The museum that fills those new galleries will be one that’s been transformed by its post-flood experience.

“The flood forced us to do things differently than we did before,” Leach said. “Three things happened.”

First, some of the collection has been loaned to other museums for exhibition.

“Our seminal pieces like [Jackson Pollock’s 1943 painting] “Mural” have traveled the world,” Leach said.

“Second, we have intensified our sharing of art around the state. That has been tied somewhat with the fact that in many states, including Iowa, the teaching of art has been eliminated from public schools. So, our taking art to schools was kind of an add-on to the public school system of Iowa.”

“The third thing is that we have really enhanced our outreach via the internet,” Leach continued. “The seminal example of this is that, to the surprise of many, we have one of the finest African art collections in the country. This spring we learned the publisher of the standard textbook on African art has ceased publishing it, because people around the world are using the University of Iowa website for African art studies.”

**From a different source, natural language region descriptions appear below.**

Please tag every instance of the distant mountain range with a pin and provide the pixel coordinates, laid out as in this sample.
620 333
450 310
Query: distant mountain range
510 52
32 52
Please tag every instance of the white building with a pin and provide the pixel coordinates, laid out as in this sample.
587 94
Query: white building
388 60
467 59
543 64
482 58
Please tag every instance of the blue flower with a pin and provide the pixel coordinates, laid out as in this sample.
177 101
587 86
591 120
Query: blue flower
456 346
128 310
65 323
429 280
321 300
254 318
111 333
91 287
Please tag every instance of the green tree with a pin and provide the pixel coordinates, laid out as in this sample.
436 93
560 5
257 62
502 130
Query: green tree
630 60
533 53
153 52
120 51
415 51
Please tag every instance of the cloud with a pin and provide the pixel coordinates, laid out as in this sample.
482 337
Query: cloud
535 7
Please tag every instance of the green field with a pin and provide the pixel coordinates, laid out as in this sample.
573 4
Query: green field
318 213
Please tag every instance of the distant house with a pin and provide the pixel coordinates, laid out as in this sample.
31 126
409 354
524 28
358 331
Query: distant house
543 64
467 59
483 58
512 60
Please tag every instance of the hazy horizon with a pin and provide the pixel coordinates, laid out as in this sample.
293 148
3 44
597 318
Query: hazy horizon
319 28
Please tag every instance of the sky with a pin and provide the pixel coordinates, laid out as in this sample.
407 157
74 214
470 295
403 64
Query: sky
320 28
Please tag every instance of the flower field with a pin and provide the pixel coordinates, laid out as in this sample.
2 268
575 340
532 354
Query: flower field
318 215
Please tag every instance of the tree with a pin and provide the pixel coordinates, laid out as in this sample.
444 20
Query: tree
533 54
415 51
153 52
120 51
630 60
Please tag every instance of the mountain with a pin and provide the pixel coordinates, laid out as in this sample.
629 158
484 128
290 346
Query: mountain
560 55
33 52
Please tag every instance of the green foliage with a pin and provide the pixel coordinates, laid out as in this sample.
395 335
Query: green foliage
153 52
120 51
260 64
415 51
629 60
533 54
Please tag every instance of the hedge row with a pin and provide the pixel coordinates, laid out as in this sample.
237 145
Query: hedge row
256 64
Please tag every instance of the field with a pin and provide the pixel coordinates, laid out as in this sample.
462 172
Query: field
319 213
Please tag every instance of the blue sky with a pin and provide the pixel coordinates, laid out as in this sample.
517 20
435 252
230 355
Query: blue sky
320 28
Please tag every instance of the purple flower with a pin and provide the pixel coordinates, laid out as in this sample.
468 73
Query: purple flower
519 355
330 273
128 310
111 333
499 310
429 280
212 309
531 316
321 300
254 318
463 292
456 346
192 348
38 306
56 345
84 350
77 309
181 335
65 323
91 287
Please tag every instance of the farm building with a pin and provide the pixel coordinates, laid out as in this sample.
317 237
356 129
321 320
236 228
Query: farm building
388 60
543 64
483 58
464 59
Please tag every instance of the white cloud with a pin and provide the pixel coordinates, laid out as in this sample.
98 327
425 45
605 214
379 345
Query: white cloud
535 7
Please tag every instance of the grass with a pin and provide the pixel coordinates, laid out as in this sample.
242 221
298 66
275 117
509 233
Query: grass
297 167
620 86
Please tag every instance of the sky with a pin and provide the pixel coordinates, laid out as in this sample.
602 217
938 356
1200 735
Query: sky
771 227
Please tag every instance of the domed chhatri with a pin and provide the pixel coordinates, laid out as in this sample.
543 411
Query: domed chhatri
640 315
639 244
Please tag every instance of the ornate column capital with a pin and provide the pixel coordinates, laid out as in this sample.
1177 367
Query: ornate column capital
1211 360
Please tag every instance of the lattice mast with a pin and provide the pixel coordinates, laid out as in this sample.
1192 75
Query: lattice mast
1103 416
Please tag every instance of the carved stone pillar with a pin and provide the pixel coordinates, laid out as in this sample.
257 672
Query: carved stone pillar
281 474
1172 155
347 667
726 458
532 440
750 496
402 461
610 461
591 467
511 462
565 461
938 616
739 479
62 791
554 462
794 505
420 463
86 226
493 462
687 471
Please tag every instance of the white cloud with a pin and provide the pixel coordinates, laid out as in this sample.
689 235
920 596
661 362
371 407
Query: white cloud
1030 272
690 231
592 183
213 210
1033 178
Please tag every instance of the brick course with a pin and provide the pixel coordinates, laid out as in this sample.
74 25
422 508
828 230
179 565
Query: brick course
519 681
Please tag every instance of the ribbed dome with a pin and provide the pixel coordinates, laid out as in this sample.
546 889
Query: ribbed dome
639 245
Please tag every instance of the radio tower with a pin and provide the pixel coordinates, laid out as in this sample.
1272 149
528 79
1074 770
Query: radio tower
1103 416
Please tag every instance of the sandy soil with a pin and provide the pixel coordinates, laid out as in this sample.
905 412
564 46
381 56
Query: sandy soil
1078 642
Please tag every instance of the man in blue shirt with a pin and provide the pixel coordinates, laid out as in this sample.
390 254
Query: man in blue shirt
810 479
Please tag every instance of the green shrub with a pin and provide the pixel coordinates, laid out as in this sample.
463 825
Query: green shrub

“In some ways, we’ve become an internet museum. In some ways, we’ve become an outreach museum for the state. And with our most important art, we’ve had an outreach to the world.”

“All this goes to an aspect that we had not been planning on. In effect, it has served as advertisement for the museum,” Leach said. “The new museum is likely to become a destination museum for the region, and even for some people around the country. So, the new museum will take on a stature that our fine, old museum didn’t have.”

Current plans call for construction on the new building to be completed in late 2019.